Hoy en día, el diamante es la joya más preciada del mundo. Su belleza lo hace irresistible a la ambición de cualquier persona. Es el regalo perfecto para un amante y el mayor símbolo de uno de los sentimientos que mueve el mundo, el amor.

Una piedra así es sinónimo de pureza, elegancia, sofisticación, poder, belleza. Es la ambición de los amantes y amados, el deseo de un joyero artesano. Representa lo eterno e infinito, por ello tal vez, se asocie al amor.

De un diamante cautivan sus destellos, esa irisación que hechiza a quien la contempla. Aunque las cifras que mueve también marean. Pocos son los territorios donde hallar esta gema: la India, Brasil, Venezuela y Sudáfrica.

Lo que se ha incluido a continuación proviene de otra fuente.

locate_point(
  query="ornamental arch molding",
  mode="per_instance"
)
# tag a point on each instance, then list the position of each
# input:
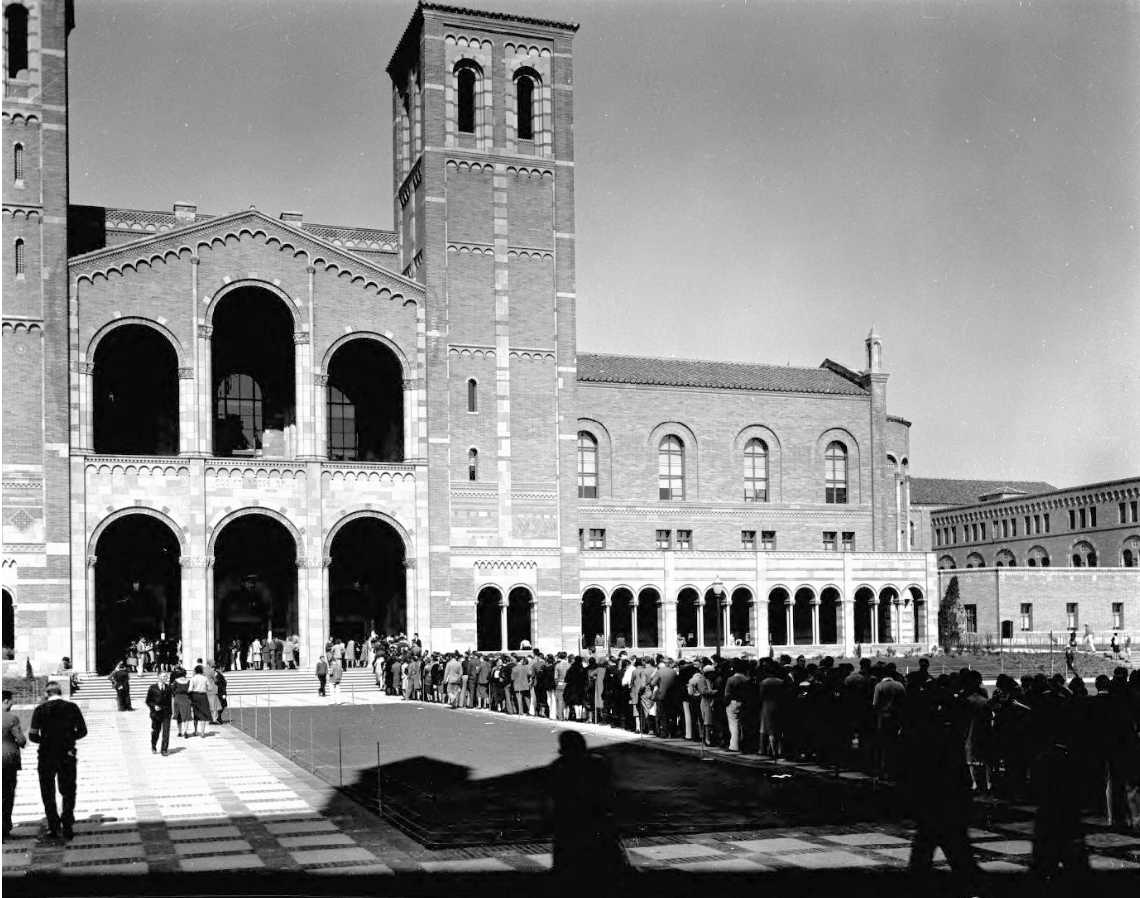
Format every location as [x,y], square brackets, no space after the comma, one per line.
[169,519]
[250,283]
[229,516]
[369,335]
[160,328]
[357,514]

Y dos, los grandes compradores de este tesoro: Estados Unidos y Japón.

Un diamante, una ilusión. Regalar un diamante, tiene un valor emocional y representativo mayor, incluso, que su precio efectivo. Y es que esta piedra expresa con sus características todo lo que el sentimiento amoroso es incapaz de decir con palabras.Primero, la dureza del diamante, que hace que éste sólo pueda ser pulido con otro diamante, simboliza a la pareja. La necesidad del uno sobre el otro.

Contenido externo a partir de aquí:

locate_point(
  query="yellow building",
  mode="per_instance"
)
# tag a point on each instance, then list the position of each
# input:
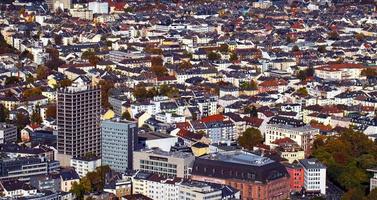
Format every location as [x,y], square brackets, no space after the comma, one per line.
[199,149]
[109,114]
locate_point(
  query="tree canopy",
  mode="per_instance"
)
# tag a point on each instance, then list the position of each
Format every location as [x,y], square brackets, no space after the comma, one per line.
[347,156]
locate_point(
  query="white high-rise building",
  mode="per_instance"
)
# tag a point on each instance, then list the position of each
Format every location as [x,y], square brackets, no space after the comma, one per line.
[314,175]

Y la calidad de esa relación, puesto que no vale cualquiera para formar este dueto. En segundo lugar, su resistencia, que hace creer que un diamante es para siempre, demuestra el deseo de estabilidad y perdurabilidad que se anhela para esa historia de amor, a la que no se le quiere poner  punto final.

LOCAS POR LOS DIAMANTES

Muchas son las famosas que han confesado sentir pasión por la reina de las gemas y han lucido encantadas las joyas más vistosas del mundo.

Es el caso de Jennifer López, Liza Minnelli, Elisabeth Taylor, Madonna, Jessica Alba y, por supuesto, Jennifer Aniston. La ex de Brad Pitt ha confesado en múltiples ocasiones sentirse una fanática de esta joya.

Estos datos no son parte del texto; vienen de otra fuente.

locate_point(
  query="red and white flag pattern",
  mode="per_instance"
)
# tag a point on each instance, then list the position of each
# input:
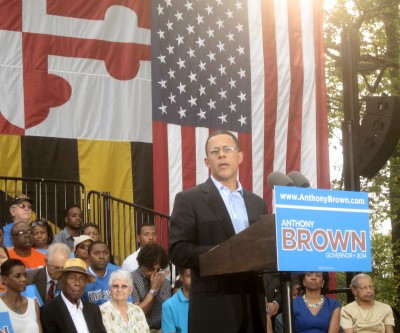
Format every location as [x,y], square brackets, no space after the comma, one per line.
[253,67]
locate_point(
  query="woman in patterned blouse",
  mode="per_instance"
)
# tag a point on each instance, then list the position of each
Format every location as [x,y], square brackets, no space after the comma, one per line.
[119,316]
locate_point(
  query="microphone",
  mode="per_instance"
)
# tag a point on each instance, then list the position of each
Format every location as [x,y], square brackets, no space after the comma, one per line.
[278,178]
[299,179]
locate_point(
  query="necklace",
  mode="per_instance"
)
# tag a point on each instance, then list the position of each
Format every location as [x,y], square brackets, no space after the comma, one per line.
[314,305]
[17,304]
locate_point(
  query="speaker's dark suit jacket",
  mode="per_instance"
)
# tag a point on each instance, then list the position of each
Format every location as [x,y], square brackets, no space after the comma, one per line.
[38,277]
[55,317]
[199,222]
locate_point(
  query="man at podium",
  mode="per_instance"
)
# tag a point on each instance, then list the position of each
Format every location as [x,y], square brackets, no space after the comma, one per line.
[204,217]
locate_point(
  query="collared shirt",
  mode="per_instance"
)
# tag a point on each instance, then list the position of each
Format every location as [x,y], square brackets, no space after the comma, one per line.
[64,237]
[76,313]
[234,203]
[141,287]
[99,292]
[175,314]
[130,263]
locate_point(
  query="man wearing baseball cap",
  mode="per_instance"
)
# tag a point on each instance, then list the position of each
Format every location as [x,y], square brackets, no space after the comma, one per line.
[68,312]
[21,211]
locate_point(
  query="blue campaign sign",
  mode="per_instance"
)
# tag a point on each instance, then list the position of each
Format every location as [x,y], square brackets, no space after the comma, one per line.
[322,230]
[5,323]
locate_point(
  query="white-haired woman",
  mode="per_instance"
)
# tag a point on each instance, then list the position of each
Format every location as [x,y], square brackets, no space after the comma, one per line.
[119,315]
[365,314]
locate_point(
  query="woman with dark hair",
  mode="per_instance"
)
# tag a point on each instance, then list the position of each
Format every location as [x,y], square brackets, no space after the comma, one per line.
[42,235]
[365,314]
[23,311]
[314,312]
[1,236]
[3,257]
[150,286]
[92,230]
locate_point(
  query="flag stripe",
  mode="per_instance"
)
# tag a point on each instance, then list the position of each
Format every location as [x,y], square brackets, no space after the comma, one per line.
[270,93]
[294,134]
[322,148]
[188,157]
[55,158]
[285,118]
[142,173]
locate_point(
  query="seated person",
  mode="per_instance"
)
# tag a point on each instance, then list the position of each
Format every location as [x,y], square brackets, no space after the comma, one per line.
[150,286]
[175,310]
[73,219]
[23,311]
[365,314]
[67,312]
[81,247]
[21,211]
[119,314]
[99,292]
[43,278]
[314,312]
[1,236]
[42,235]
[22,239]
[92,230]
[146,234]
[278,321]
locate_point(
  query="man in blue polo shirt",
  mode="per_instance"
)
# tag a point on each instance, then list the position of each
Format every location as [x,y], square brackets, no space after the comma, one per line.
[98,292]
[175,310]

Aniston no olvida nunca sus diamantes para asistir a la ceremonia de los Oscar. La hemos visto lucir todo tipo de complementos, siempre radiantes.

En la edición de 2006 de los cinematográficos premios, la actriz completó su vestuario con joyas de vintage de Bvlgari.

Concretamente un collar de platino y diamantes de dos vueltas y un brazalete de oro blanco y amarillo de diamantes pavé así como pendientes amarillos, por supuesto, de diamantes.

Y es que, aunque el amor se acabe, la joya perdura.

Y es un buen consuelo y un gran aliado tener un diamante a tu lado.